Florida’s “Right to Dry” Bill: Letting the Sunshine Do the Laundry
Florida was the trail-blazer of the modern “right-to-dry” movement. More than three decades ago the Legislature added clotheslines to Florida’s renewable-energy protections, making it illegal for cities or counties to adopt ordinances that ban them. The language now appears in §163.04, Florida Statutes, alongside solar collectors and other “energy devices based on renewable resources.” (163.04 — Energy devices based on renewable resources. - Justia Law) Environmental advocates hailed the measure, and several other states later copied Florida’s approach. (Right to Dry | Clotheslines.com)
While §163.04 stopped local governments from outlawing clotheslines, homeowner-association (HOA) covenants sometimes filled the gap, citing aesthetics. That loophole became a frequent source of neighborhood disputes, pushing lawmakers to revisit the issue during the 2024 Session.
House Bill 1203, signed by Governor Ron DeSantis on May 24 and effective July 1, 2024, rewrote portions of the HOA Act.
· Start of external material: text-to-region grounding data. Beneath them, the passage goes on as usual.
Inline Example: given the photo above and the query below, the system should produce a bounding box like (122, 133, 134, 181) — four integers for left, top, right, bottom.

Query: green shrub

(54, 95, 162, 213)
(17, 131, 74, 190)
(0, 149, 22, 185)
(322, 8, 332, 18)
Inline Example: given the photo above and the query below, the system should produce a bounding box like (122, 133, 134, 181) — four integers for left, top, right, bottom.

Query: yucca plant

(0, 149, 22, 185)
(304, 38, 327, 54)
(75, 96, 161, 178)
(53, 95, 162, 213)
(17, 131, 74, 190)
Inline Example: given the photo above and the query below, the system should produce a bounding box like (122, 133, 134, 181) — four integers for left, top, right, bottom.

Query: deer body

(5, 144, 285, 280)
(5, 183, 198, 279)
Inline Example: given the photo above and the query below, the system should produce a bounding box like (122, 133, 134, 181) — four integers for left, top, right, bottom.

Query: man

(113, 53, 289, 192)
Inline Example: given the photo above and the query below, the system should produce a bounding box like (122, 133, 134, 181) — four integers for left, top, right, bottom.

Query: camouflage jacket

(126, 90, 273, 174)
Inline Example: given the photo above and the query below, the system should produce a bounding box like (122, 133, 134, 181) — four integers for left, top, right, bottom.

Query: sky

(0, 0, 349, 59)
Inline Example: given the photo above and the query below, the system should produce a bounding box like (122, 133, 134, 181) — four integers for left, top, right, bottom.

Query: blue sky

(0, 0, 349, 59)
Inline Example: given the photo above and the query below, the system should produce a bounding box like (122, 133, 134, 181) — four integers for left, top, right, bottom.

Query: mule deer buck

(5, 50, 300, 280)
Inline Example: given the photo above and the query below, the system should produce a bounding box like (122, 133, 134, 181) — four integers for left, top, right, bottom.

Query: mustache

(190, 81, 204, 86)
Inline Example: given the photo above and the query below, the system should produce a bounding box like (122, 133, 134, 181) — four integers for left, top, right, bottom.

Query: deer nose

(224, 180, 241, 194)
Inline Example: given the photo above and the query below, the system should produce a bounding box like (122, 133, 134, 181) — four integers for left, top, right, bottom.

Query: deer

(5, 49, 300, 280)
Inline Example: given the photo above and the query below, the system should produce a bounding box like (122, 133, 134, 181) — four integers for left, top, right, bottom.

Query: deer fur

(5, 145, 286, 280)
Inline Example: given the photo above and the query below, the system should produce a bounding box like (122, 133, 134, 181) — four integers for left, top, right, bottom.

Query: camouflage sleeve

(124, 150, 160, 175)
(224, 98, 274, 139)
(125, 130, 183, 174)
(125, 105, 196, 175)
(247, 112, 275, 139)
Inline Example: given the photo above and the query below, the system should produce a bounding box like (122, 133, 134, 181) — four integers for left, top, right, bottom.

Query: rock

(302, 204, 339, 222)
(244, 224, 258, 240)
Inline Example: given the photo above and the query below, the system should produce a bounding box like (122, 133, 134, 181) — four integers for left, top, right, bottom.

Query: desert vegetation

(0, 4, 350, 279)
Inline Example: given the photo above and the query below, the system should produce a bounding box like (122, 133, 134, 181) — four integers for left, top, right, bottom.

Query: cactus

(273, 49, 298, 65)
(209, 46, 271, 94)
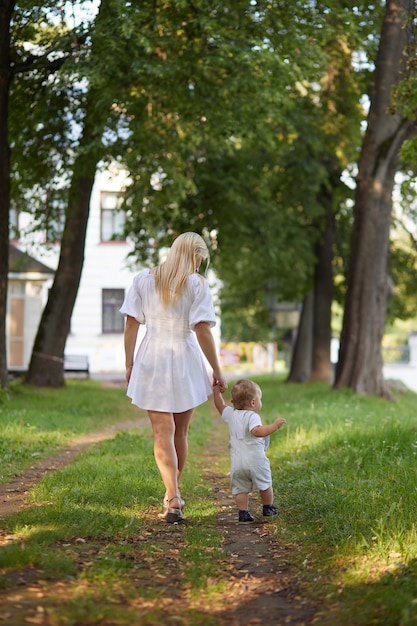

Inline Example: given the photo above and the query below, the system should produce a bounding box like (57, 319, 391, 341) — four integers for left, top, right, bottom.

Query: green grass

(0, 379, 139, 483)
(1, 377, 417, 624)
(255, 376, 417, 625)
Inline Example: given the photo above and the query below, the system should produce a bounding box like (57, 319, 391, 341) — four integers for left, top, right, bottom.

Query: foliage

(9, 1, 89, 232)
(119, 1, 383, 340)
(388, 236, 417, 322)
(6, 0, 417, 366)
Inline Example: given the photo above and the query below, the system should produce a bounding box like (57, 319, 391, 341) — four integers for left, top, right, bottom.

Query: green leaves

(9, 0, 416, 345)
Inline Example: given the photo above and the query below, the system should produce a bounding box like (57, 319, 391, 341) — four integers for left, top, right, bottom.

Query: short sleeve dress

(120, 269, 216, 413)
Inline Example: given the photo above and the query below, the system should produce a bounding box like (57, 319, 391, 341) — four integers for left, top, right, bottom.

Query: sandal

(164, 495, 182, 524)
(161, 492, 185, 516)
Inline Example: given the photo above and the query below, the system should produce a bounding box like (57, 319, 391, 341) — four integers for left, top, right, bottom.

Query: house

(8, 165, 139, 374)
(9, 163, 220, 375)
(7, 244, 54, 372)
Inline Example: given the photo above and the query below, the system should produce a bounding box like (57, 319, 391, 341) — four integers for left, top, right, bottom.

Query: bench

(64, 354, 90, 378)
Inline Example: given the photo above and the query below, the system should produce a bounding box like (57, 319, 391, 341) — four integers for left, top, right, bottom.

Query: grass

(0, 378, 139, 483)
(1, 376, 417, 624)
(257, 376, 417, 625)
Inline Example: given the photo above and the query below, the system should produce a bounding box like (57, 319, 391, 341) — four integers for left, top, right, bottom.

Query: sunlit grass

(249, 376, 417, 625)
(0, 379, 139, 483)
(1, 377, 417, 624)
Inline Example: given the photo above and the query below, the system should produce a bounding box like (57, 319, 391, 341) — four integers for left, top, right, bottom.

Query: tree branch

(11, 32, 88, 76)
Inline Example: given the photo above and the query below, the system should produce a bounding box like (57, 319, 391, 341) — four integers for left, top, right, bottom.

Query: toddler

(213, 379, 286, 522)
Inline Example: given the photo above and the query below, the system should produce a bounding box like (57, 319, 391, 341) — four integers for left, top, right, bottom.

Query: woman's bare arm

(124, 315, 140, 384)
(194, 322, 227, 392)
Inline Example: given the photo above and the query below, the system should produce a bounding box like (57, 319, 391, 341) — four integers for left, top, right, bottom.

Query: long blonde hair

(153, 232, 210, 307)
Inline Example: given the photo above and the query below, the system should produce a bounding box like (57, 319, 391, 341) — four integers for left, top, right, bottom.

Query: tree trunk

(0, 1, 14, 390)
(25, 92, 103, 386)
(310, 195, 335, 383)
(286, 291, 313, 383)
(334, 0, 417, 398)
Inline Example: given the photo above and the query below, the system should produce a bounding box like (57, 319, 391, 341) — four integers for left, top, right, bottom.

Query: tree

(334, 0, 417, 398)
(0, 0, 15, 389)
(122, 1, 365, 357)
(7, 0, 416, 393)
(22, 0, 308, 385)
(25, 0, 120, 386)
(3, 0, 98, 389)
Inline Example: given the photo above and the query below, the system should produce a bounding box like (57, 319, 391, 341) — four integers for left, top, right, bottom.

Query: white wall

(16, 165, 138, 373)
(15, 164, 221, 374)
(64, 166, 137, 371)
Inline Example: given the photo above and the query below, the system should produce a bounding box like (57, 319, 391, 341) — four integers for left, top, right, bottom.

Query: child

(213, 379, 286, 523)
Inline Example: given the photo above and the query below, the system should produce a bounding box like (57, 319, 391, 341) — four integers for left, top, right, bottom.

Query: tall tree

(23, 0, 301, 385)
(0, 1, 15, 389)
(25, 0, 119, 386)
(334, 0, 417, 398)
(3, 0, 96, 389)
(25, 89, 105, 385)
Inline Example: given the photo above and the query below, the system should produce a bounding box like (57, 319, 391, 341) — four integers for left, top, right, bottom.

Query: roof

(8, 244, 55, 275)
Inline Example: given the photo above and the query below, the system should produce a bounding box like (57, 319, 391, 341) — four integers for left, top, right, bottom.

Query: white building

(8, 165, 139, 374)
(7, 244, 55, 372)
(8, 163, 220, 375)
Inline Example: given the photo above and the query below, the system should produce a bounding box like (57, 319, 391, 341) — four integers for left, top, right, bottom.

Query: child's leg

(235, 492, 255, 522)
(235, 492, 250, 510)
(259, 486, 273, 505)
(259, 486, 278, 518)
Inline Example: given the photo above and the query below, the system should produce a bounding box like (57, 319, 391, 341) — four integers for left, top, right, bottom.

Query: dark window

(100, 192, 125, 241)
(45, 190, 66, 242)
(102, 289, 125, 333)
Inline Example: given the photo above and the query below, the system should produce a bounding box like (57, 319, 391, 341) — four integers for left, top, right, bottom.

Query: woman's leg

(148, 410, 180, 508)
(173, 409, 194, 482)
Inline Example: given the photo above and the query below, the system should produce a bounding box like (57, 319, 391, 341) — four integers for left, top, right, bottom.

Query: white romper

(221, 406, 272, 495)
(120, 269, 216, 413)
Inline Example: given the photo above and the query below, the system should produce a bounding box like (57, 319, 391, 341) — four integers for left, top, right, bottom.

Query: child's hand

(274, 417, 286, 430)
(213, 376, 227, 393)
(212, 381, 227, 414)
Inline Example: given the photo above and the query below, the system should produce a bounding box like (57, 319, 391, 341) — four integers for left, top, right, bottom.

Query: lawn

(0, 376, 416, 625)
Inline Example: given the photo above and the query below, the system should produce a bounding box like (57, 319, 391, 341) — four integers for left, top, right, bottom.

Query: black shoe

(263, 504, 278, 517)
(238, 510, 255, 523)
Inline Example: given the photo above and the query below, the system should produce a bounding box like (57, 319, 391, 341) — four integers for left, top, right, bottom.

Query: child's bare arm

(213, 383, 227, 415)
(251, 417, 286, 438)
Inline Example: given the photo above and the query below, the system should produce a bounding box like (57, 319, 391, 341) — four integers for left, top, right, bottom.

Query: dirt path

(0, 413, 318, 625)
(205, 468, 317, 625)
(0, 418, 148, 519)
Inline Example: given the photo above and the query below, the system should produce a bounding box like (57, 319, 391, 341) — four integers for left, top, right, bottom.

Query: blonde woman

(121, 232, 227, 523)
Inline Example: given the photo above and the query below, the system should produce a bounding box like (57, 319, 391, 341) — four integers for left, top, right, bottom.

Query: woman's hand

(125, 364, 133, 385)
(213, 373, 227, 393)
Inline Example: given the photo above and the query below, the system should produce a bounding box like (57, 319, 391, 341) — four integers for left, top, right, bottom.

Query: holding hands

(213, 373, 227, 393)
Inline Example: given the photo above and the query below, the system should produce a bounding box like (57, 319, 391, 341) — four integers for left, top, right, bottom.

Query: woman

(121, 232, 227, 523)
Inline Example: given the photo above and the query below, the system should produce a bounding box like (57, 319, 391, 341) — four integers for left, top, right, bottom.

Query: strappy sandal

(164, 496, 182, 524)
(160, 492, 185, 516)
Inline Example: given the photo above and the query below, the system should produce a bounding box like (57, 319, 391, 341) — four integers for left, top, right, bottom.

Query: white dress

(120, 269, 216, 413)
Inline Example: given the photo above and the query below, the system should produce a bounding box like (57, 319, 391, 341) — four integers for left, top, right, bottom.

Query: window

(102, 289, 125, 333)
(100, 192, 125, 241)
(45, 189, 66, 242)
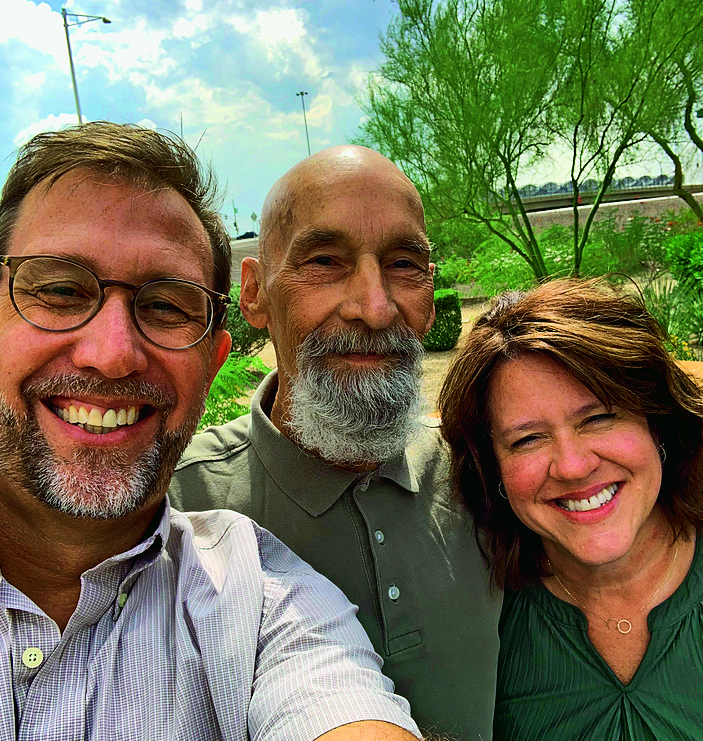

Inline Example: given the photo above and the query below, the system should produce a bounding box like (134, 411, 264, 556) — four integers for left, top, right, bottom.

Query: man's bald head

(239, 143, 434, 467)
(258, 145, 425, 270)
The bill created §720.3045, which explicitly bans HOAs from restricting clotheslines, vegetable gardens, boats, artificial turf, and other items so long as they are not visible from the home’s frontage, an adjacent parcel, common area, or community golf course. (HB 1203: Changes Impacting Homeowners’ Associations in Florida, Chapter 720 Section 3045 - 2024 Florida Statutes - The Florida Senate) In other words, if your clothesline is tucked in a side- or back-yard, the HOA may no longer fine you or demand its removal.
Lower utility bills: Air-drying can cut a typical household’s electric-dryer costs by 10–15 percent a year.
Climate benefits: Replacing one electric-dryer load with line drying avoids roughly 2 kg of CO₂; over a year that’s comparable to taking a car off the road for several days.
Consumer confidence: The new law removes uncertainty for nearly 3 million Floridians who live in HOA-governed communities, giving them the same freedom already enjoyed by residents outside deed-restricted neighborhoods.
Check the sight line: Place the line where it can’t be seen from the street or an adjoining lot.
Mind local building codes: Some cities set height, setback, or material rules even though they can’t prohibit the line itself.
Keep it tidy: The statute protects the device, not clutter; an HOA may still enforce general property-maintenance clauses that apply to everyone.
Florida’s refreshed right-to-dry framework pairs its early 1990s environmental foresight with 2020s homeowner-rights reform. Sunshine-state residents can now catch the breeze—without catching a citation.